Nasrallah’s speech was no doubt deeply disappointing for his supporters in Lebanon and the wider region, many of whom expected a more aggressive response by the alleged leader of the “resistance.” It was also disappointing for Hamas, which will probably feel less secure and more isolated now—and perhaps more inclined to negotiate and compromise.

Yet the speech’s most serious repercussions will be felt in the realm of Hezbollah’s legitimacy. Nasrallah essentially declared that he will not be involved in the battle to “free Palestine,” a goal that lies at the core of his resistance narrative. In doing so, he confirmed that Hezbollah’s mission has drastically shifted since the 2006 war—from “resisting” Israel to protecting its own (and, by extension, Iran’s) interests in the region. Without the legitimizing power of resistance rhetoric, the group’s regional (and, perhaps, domestic) support base may lose faith in both Hezbollah and Tehran.

Indeed, this predicament has bedeviled Hezbollah since 2006. Despite engaging in a month’s worth of calculated attacks along the border, the group’s military strength is becoming a weakness of sorts, since flexing its muscles more than it already has would increase the risk of a major Israeli response. Hezbollah has long used the threat of its increasingly advanced arsenal as a deterrent against Israel. But Nasrallah also knows that these same weapons—particularly its precision-guided missiles—would lose their main value if the group began launching them, since Hezbollah forces and assets would quickly be exposed to a devastating war. Yet by dashing regional expectations for a grand, effective, and united military response against Israel, Nasrallah may incur other costs. In short, the group is damned if it escalates and damned if it doesn’t.

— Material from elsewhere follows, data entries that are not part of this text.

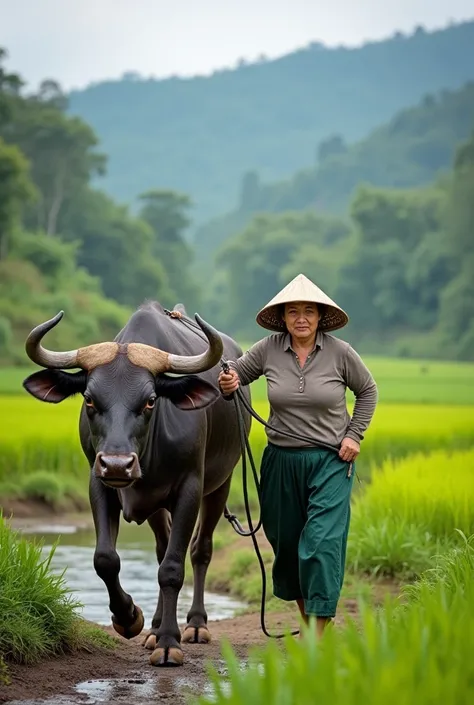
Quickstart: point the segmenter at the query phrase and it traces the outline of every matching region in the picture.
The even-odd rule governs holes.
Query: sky
[[[311,41],[358,46],[474,18],[473,0],[0,0],[7,67],[30,87],[206,75]]]

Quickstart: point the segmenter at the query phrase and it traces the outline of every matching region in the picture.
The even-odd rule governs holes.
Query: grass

Nasrallah also briefly addressed what might happen when the Gaza war is over and Israel turns its full attention back to Lebanon and Hezbollah’s dangerous missiles. The deterrence strategy that was upheld for seventeen years is likely no longer valid now that Israel suffered such horrific casualties at the hands of another neighboring enemy on October 7. Even before the Gaza war, Hezbollah’s border escalation was seemingly changing Israel’s calculus; today, many countries have concluded that groups like Hamas and Hezbollah need to be contained before another October 7 happens. In addition, the United States has reestablished a very strong military presence in the region, and even if some of these deployments prove temporary, the Biden administration’s recent diplomatic activity in the Middle East indicates a longer-term determination to prevent escalation after the war.

Nasrallah seems aware of these shifts and has signaled Hezbollah’s unwillingness to change the deterrence policy along the border: “The resistance’s operations in the South tell the enemy that if it carries out an aggression or thinks of waging a preemptive operation, it will be committing the biggest foolishness in its history.” While vague and couched as a warning against Israeli action, this remark essentially communicated that Hezbollah will not escalate unless Israel launches some kind of unexpected, large-scale campaign across the northern border.

Despite Nasrallah’s rhetorical caution, however, the fact remains that more and more military clashes are occurring on Lebanon’s border daily, so the risks of miscalculation are rising as well. Whether he likes it or not, he may eventually find himself having to make a very different speech in the midst of unintended escalation with Israel. Alternatively, Hezbollah may one day improve its financial situation and boost its military apparatus to the point where it is truly ready to face Israel in a full-scale conflict.

Either way, the United States and its partners must continue signaling Hezbollah and Iran that they are willing to strike back if the group miscalculates its current level of attacks or changes its tactics. They should also start formulating a new Iran policy—one that addresses all of Iran’s militias and destabilizing activities in the region. Otherwise, they risk leaving themselves vulnerable to a repeat of October 7 on another frontier.